Book Review: PUNK LOVE by Susie J. Horgan

Text (c) Robert Barry Francos
Photos from Internet


"I cannot understate this: for many of us, those times, over twenty-five years ago, define who we are now."
- Henry Rollins, from the forward of Punk Love Punk Love, by Susie J. Horgan, with text by Henry Rollins, Ian MacKaye and Alec MacKaye (Universe Publishing/Rizzoliusa.com, 2007)

It is stating the obvious that the DC scene was an important impetus to the national hardcore movement in the early 1980s, so we don't need to go there; let's move on.

Two of the prominent movers to arise (among others) out of the area were Ian MacKaye and Henry Rollins. And yet, this book actually has its birth not in the clubs, but in a Haagen Dasz (screw the umlauts) ice cream shop. It was managed by Rollins and employed MacKaye, who was joined in 1980 by Georgetown student Horgan. They all became fast friends, and with the addition of Horgan's brand new 35mm, they bonded over black and white film.

As she was the only one with a camera that he knew, MacKaye asked her to take the cover shot for the picture sleeve of what would become both an iconic image and sound. It was for MacKaye's Teen Idles "Minor Disturbances" release that turned many tides (yes, I still have my copy).

Most of the shots in the book are of the mere six months that Horgan resided in the DC area, before moving on, but it was enough to capture some amazing shots of motion. Here are some thoughts of the book, and of my own personal refection...

The first part of the (mostly) photo-centric book is of Rollins & MacKaye fooling around in the ice cream store. Yeah, they are important to show the human side of the two of them, but honestly, well, I didn't care. Sure, on some historical level it is important to record this, but...well, whatever.

Horgan learned photography essentially the same way I did about three years earlier, by taking pictures of bands; for me the Ramones. Some shots of hers are amazing, and others are blurry messes, but in a good way - they show motion and passion, rather than being merely out of focus. Rollins states it correctly in the forward for both them and myself, when he says, "I see now that I was nothing but lucky. Right place, right time." I am always grateful for that.

I started taking photos as a memory trigger to remember bands I saw, as I was seeing so many; I almost always took pictures of all of the bands, not just the ones I liked. Over the years, I have noticed people taking pictures of their friends and their friends' bands, and ignoring anyone else. On some level this is true of Horgan, or it is at least in this book. Most shots are of either SOA (Rollins' group) or Minor Threat (MacKaye's). She slips in some of the other bands here an there, such as members of Government Issue, Red C, and Youth Brigade, but most are back- or frontstage, rather than performing, which I think is a loss. Happily there are some great shots of Harley Flanagan, of the Stimulators, pounding some drums. One thing that Horgan did that I certainly did not and that I regret, is take pictures of the audience. In the mid-'70s, the New York scenesters (including myself), basically either sat at tables or bounced our heads to the music, but almost never danced (we were too cool, which annoyed many a visiting group), so there wasn't much to shoot. It wasn't until the advent of hardcore that the audience really began to become more of a focal point, which Horgan does an excellent job of capturing. What is amusing is that in some shots, it just so captures that moment in time, especially the shot of the kids sitting on the steps of the Wilson Center (check the hair on the guys in front); but in other shots, especially the of the pit, it could be taken from any point in time since...though it is noteworthy that there is not one trademark or branded piece of clothing among the bunch, something that has sadly been lost.

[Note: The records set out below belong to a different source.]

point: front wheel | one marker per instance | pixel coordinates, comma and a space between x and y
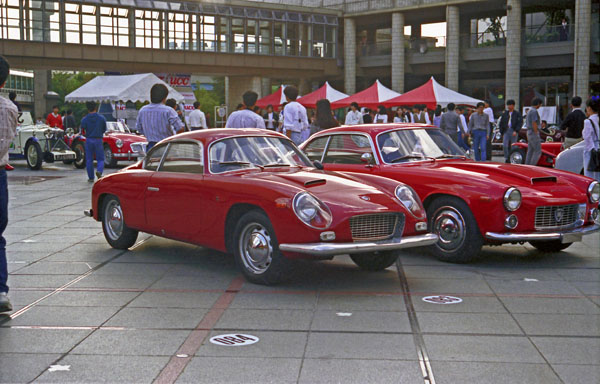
517, 156
459, 237
116, 232
376, 261
34, 155
257, 252
109, 159
551, 246
79, 150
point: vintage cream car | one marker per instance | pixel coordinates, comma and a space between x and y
38, 143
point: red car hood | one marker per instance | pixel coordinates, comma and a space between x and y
127, 137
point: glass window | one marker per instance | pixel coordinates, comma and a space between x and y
10, 19
154, 157
347, 149
314, 150
183, 157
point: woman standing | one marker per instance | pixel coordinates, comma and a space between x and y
591, 135
324, 118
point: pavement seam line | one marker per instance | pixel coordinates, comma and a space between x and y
419, 341
171, 372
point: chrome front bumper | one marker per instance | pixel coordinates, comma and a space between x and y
332, 249
566, 236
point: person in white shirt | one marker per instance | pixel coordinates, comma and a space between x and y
246, 118
271, 118
381, 116
197, 118
295, 119
354, 117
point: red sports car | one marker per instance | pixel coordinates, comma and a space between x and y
253, 193
468, 203
117, 145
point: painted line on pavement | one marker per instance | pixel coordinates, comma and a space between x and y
424, 363
67, 285
192, 343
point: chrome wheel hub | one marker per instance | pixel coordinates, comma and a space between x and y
449, 225
113, 217
255, 248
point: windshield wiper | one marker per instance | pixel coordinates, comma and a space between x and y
449, 156
276, 165
406, 157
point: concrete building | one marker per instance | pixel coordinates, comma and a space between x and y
496, 49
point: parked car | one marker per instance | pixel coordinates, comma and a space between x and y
253, 193
38, 143
551, 149
468, 203
117, 144
571, 159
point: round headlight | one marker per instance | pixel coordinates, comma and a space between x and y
408, 198
311, 211
594, 192
512, 199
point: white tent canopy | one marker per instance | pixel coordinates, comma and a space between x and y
120, 88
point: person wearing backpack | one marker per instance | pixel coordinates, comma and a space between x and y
591, 138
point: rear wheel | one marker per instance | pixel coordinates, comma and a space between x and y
257, 252
116, 232
34, 155
376, 261
551, 246
109, 159
459, 237
517, 156
79, 150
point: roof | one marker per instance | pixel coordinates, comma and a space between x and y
120, 88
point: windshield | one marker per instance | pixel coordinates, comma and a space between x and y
416, 144
254, 152
116, 126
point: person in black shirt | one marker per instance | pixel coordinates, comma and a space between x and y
573, 123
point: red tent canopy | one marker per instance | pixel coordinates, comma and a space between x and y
275, 99
431, 94
371, 97
325, 92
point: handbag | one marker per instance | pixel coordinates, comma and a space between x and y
594, 164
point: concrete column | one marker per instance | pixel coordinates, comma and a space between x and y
581, 66
398, 51
513, 50
349, 55
452, 46
41, 85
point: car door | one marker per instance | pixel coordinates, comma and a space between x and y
175, 199
344, 152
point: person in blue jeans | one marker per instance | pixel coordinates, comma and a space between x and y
93, 127
479, 127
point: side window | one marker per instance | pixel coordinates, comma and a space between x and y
183, 157
153, 158
314, 150
347, 149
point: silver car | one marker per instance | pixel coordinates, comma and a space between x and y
571, 159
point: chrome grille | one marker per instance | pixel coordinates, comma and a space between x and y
555, 216
373, 227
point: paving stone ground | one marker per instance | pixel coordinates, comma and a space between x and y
146, 314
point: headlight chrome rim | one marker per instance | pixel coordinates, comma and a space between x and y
594, 192
320, 209
507, 201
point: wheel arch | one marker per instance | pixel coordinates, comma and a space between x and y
235, 212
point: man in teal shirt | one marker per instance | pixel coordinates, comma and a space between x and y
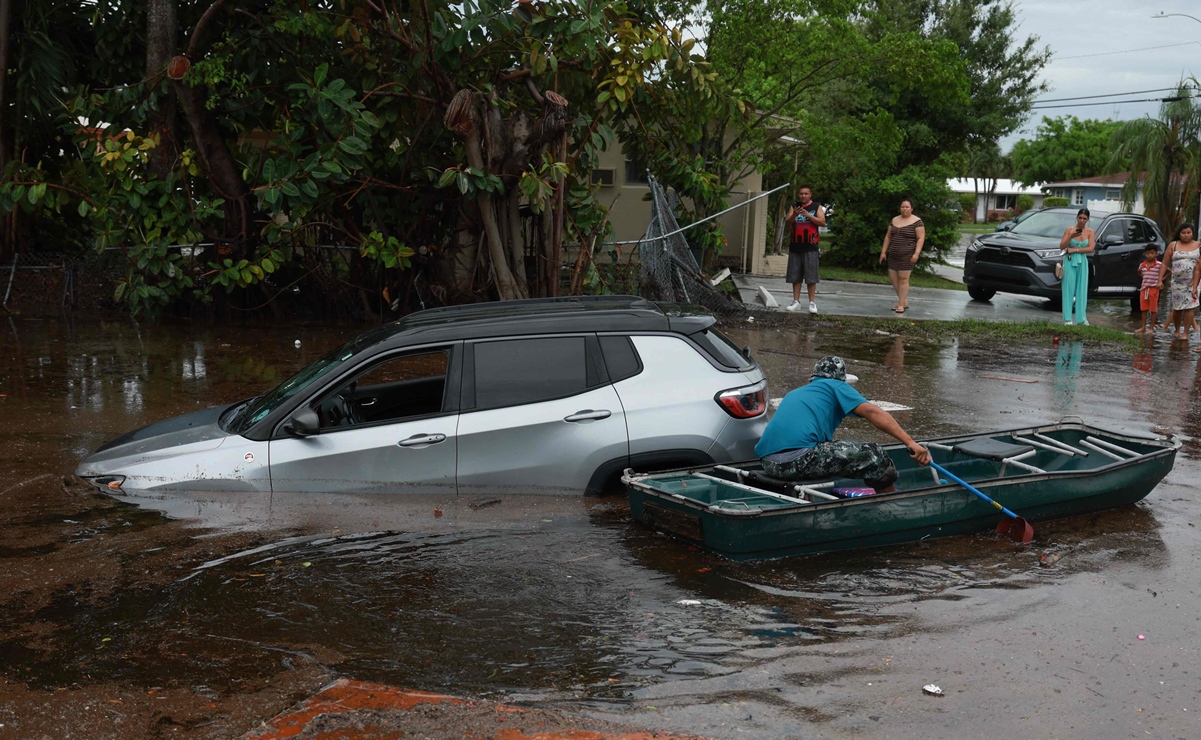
799, 445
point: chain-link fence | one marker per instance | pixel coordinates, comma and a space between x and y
669, 270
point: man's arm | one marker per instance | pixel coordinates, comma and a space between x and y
884, 422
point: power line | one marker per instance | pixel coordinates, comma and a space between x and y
1155, 48
1115, 102
1056, 100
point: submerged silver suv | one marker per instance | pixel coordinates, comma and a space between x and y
548, 395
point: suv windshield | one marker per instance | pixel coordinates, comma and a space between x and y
1051, 224
255, 410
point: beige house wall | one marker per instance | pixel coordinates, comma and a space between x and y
629, 210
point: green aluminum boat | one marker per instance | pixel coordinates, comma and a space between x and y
1039, 472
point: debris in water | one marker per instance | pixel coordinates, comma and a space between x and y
1013, 380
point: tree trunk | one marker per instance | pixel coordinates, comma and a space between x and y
223, 173
6, 221
160, 47
556, 237
517, 246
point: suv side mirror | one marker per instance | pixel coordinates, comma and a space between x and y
303, 423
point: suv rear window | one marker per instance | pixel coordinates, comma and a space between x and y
721, 348
515, 371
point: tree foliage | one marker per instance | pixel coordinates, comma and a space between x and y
1064, 149
1166, 153
407, 153
449, 144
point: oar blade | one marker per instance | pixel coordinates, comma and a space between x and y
1017, 529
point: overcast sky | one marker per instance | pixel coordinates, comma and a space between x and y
1101, 47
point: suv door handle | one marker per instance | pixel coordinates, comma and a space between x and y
423, 439
587, 415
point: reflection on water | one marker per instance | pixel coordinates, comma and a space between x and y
1067, 371
563, 598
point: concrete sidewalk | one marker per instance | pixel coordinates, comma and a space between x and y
872, 299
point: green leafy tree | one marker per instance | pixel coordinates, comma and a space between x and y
1167, 154
1064, 149
448, 144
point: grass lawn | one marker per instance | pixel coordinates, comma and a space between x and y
922, 280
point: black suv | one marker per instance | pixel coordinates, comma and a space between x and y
1022, 260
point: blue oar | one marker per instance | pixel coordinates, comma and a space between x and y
1015, 526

The reason Horgan took that famous photo of the Minor Disturbances cover is because she was the only one he knew that had a camera. He automatically assumed she was a pro. Back then, if one had a camera, it was only film, and it was mostly either a professional thing or, in my case, a devoted amateur. Now, everyone has a camera and takes thousands of shots and culls the "good ones." Back then, one needed to get some skill and get it fast, because film was expensive, and developing even more so. Now, there are 50,000 photos of any band at any time; back then, it was hard to find the photos of beginning bands. Shit, I've got thousands of them. Again, right place-right time. Grateful.

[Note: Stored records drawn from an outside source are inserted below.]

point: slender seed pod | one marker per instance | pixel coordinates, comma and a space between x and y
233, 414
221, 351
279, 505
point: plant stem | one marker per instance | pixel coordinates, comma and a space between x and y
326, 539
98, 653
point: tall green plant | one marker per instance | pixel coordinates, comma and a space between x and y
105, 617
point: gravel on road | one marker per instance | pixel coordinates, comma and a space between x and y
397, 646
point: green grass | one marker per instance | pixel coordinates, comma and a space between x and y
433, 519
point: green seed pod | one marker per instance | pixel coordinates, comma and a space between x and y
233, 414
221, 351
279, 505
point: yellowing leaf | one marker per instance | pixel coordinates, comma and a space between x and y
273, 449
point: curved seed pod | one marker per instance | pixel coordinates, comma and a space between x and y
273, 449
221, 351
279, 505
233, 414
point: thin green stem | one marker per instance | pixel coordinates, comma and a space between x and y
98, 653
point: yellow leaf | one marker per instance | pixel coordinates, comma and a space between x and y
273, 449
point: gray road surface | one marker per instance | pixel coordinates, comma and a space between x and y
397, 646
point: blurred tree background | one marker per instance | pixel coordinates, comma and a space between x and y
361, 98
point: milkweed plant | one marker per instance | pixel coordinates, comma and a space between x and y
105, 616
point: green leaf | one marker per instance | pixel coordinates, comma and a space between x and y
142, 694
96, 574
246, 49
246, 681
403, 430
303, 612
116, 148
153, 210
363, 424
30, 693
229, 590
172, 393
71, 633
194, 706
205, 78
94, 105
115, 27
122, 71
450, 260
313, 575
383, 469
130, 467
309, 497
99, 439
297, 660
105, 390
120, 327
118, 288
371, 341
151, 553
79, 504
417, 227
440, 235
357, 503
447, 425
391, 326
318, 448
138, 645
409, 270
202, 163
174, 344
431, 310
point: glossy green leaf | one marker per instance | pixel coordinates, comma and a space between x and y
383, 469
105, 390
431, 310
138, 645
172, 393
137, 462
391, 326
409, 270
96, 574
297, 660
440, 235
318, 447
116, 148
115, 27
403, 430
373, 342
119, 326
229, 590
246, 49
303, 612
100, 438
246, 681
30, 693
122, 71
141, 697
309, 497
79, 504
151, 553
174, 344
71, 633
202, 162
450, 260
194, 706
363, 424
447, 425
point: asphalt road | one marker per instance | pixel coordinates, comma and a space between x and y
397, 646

In summary, though the focus of the book - pun intended - is pretty narrow on a select group of musicians in a very short period of time, but it is an important series that deserves the light of day (hey, there aren't too many pix of Rollins sans ink), and for that, I recommended this book, both for the images, and Rollins's and MacKaye's input. The most important element is that Horgan has heart because she has devotion to her subjects. And it shows in her work.

Friday, July 24, 2009

Two Dreams About Musicians

Text (c) Robert Barry Francos

Both of these dreams happened in the same night, between July 21 and 22. Also, both memories of them are fragments recalled 12 hours later...

In the first, I am the older brother of Jaqueline Blownaparte, the lead singer of the New York proto-horror-punk band Chesty Morgan and the Slice 'Em Ups. In real life, I've seen her perform thrice, the first two times in her previous band, Lady Unluck, and one in the SEUs, as reported on this blog in early November 2008 (look it up! It's about a Halloween show at Hank's.). The latter was the only time I actually spoke to her. In the dream, however, for whatever reason, we are siblings. It seems, unbeknown to me, she is angry with me, and I'm not sure why. Her partner in both real life and in the dream, Anthony Allen Van Hoek, pulls me aside to fill me in with what is happening: I had a couple of tickets to go see a show at a the convention center that is sort of like the car or boat show, but the subject of this one is wood, and she wanted to go as she likes wood for some reason. Yes, wood. And yes, I understand the inevitable connection it brings up, but she's my sister in the dream, remember?! Anyway, my conversation with him continues and I'm feeling contrite, when I awoke.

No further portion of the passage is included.